Effect of Lattice Vibrations in a Multiple-Scattering Description of Low-Energy Electron Diffraction. II. Double-Diffraction Analysis of the Elastic Scattering Cross Section

Abstract

The evaluation of the elastic scattering differential cross section of electron scattering from a planar surface of a vibrating lattice is reduced to the solution of a set of coupled algebraic equations for the associated scattering amplitude. This reduction is valid both for overlapping potentials (thus removing the restriction of previous analyses to muffin-tin potentials) and for the nonspherical potentials associated with ion cores at solid surfaces. The algebraic equations are solved using a double-diffraction analysis of the inelastic-collision model. Surface scatterers are taken to be geometrically equivalent but electronically and vibronically inequivalent to those in the bulk. A Debye model is used to describe the phonon spectrum of the solid. Numerical results are presented for a hypothetical fcc metal with the lattice parameters of aluminum. Thermal expansion alters the energies of peaks in the elastic intensity profiles ($I-V$ curves), whereas the thermal vibration of the ion cores alters the intensities of the peaks.
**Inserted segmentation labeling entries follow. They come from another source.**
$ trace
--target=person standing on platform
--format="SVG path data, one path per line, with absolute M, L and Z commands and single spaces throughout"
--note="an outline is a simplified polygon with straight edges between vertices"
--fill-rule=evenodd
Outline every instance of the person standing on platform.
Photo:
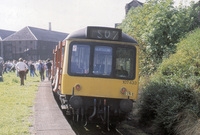
M 50 80 L 50 78 L 51 78 L 51 66 L 52 66 L 52 64 L 51 64 L 51 61 L 50 61 L 50 59 L 47 59 L 47 63 L 46 63 L 46 67 L 47 67 L 47 77 L 48 77 L 48 80 Z
M 19 58 L 19 62 L 16 64 L 16 68 L 19 73 L 21 85 L 24 85 L 24 77 L 25 77 L 26 71 L 28 70 L 28 66 L 23 62 L 22 58 Z
M 43 81 L 44 80 L 44 64 L 42 63 L 41 60 L 39 60 L 38 69 L 40 72 L 40 79 L 41 79 L 41 81 Z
The temperature dependence of the peak heights can be described by the kinematic model in which it is attributed to the Debye-Waller factor associated with an "effective" Debye temperature. However, the multiple scattering of the electron from the lattice causes these "effective" Debye temperatures to be related to the parameters of the model (e.g., bulk and surface electron—ion-core scattering phase shifts, the inelastic-collision mean free path, bulk- and surface-model Debye temperatures) in a complicated fashion. Although the trends evident in the dependence of the effective Debye temperature on the model parameters can be rendered plausible, it appears almost impossible to extract from a kinematical model reliable quantitative information about the average thermal displacements of the surface and bulk ion cores.